“His Example is now complete, and it will teach wisdom and virtue to magistrates, citizens, and men, not only in the present age, but in future generations, as long as our history shall be read.”
— John Adams (message to the U.S. Senate, 19 December 1799)
Reference: Life of Washington, John Marshal, vol. 5
Washington also knew how to handle his friends, sometimes a harder task. By the time he retired, he had become convinced that Thomas Jefferson and his friends would drive America off a cliff if they ever came to power. But Jefferson, then vice president, was the darling of Virginia. Washington tried to encourage Virginians who shared his views to run for office. One of the men he thought of was John Marshall, a bright Richmond lawyer who had served under him as a captain in the Revolution.
Washington invited Marshall to Mount Vernon in 1799 to make his pitch. Marshall idolized Washington, but he wanted to make money, and tried to beg off. Washington would not let him. Marshall finally concluded that he would have to escape from Mount Vernon at day break. He found when he got up, however, that Washington had gotten up earlier, and donned his Revolutionary uniform. Marshall obeyed orders, and began the career that would make him, in less than two years, chief justice.
Why Washington is not just the greatest President, but perhaps the greatest American, ever: he resigned.
Consider all the times that Washington put service before self.
In 1775, when he accepted command of the Continental Army, he promised Congress that he would resign his commission when the war was over. Once the British withdrew, he was true to his word, and surrendered command of an army fiercely loyal to him. In a moving scene before Congress on December 23, 1783 (then assembled in Annapolis, Maryland), Washington pledged loyalty to the civilian government he had served. He thereby established the principle that our nation’s military would always be under civilian rule.
Earlier in the 1780s, Washington had been approached twice by army officers who promised their support if he decided to seize civilian power. In one famous incident in 1782, Col. Lewis Nicola wrote a letter urging Washington to overthrow Congress and become America’s king. The commanding general scolded Nicola the very same day.

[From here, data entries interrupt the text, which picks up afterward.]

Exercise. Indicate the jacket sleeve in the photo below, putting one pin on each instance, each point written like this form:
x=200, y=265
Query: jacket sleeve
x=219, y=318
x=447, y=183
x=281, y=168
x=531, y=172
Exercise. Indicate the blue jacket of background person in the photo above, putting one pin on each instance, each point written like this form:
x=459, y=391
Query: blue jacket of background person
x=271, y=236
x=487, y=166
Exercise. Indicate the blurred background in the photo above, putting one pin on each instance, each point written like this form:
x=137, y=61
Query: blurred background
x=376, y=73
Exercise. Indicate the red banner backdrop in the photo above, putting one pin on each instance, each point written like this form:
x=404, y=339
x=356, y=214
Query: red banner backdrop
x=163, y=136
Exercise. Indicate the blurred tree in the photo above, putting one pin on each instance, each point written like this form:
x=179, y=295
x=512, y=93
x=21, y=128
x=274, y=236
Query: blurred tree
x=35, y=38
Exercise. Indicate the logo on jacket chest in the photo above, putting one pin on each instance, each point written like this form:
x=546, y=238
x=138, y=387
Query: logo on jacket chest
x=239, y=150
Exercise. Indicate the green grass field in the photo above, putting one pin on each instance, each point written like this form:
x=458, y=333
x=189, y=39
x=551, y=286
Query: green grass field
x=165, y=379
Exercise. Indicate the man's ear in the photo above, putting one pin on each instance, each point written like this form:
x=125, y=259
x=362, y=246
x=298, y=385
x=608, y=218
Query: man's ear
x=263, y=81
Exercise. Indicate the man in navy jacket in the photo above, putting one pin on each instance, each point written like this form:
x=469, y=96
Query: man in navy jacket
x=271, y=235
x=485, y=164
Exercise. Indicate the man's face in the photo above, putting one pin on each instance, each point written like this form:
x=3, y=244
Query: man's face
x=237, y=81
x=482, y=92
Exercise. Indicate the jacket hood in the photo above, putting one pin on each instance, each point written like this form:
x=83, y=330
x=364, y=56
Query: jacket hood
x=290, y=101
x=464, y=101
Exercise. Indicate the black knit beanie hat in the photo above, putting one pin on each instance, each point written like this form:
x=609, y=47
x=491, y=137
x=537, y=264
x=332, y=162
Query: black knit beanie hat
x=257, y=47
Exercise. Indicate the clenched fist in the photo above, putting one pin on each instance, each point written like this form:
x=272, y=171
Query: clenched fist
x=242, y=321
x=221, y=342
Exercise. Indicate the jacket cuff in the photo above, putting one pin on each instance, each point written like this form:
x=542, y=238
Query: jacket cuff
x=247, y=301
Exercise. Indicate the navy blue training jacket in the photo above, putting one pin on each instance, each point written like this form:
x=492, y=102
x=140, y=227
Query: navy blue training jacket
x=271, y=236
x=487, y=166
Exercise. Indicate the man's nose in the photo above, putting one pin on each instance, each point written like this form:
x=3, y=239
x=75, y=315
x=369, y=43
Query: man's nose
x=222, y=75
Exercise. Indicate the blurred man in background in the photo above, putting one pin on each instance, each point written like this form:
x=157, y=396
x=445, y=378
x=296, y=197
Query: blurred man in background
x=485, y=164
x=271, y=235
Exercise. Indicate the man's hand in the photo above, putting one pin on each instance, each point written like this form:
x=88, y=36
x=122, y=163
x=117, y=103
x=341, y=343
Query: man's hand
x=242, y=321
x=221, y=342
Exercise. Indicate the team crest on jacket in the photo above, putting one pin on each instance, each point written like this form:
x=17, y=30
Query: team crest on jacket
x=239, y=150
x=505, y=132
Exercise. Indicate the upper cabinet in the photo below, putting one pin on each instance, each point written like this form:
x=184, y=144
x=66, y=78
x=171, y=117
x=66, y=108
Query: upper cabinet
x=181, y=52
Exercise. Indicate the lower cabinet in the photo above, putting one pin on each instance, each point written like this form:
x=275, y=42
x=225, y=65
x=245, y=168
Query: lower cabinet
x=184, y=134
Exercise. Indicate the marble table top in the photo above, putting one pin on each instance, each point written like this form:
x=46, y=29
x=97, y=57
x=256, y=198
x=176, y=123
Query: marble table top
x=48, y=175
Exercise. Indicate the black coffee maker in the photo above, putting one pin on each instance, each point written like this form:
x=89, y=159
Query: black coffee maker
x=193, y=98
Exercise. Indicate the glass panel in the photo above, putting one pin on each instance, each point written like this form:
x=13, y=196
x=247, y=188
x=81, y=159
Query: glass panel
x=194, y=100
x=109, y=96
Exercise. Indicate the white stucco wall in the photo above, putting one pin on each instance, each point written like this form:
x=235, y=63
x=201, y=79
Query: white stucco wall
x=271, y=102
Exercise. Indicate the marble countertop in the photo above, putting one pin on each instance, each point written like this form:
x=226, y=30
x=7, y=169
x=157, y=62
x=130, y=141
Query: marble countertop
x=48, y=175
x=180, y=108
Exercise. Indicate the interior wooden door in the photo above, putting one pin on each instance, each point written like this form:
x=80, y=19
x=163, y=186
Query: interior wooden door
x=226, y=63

In 1783, Washington caught wind of officers wanting to stage a coup d’état against Congress. The so-called Newburgh Conspirators were frustrated that Congress was not paying them what had been promised when the nation desperately needed their sacrifice. Washington would not be moved — that die would not be cast. On the Ides of March, he called the men together and sternly reprimanded them for losing faith in the idea of America. The new nation had a chance to succeed only if its leaders and military adhered to the rule of law.
When King George III heard that Washington would resign his commission to a powerless Congress, he told the painter Benjamin West: “If he does that, he will be the greatest man in the world.”
Washington returned home to Mount Vernon in December 1783. Like Cincinnatus, he put down his sword and took up his plow, making him the most trusted man in America. Delegates to the Constitutional Convention of 1787 selected him to be their president, knowing he would not abuse his position to aggrandize himself. And a grateful nation unanimously elected him president of the United States in 1789 and again in 1792, because they knew he would devote all his energies to serving the new nation.
Washington, when convinced that he had done all he could to help the country, retired after two terms as president. True to principle, he relinquished the power that was his for the taking. It was an example of selfless leadership that inspires Americans and the world to this day. Why don’t more American children know that?
George Washington, the indispensible man, without whomo we would not have a country. Let’s make sure to remember that although many call this “President’s Day,” it really should be honored as Washington’s Birthday.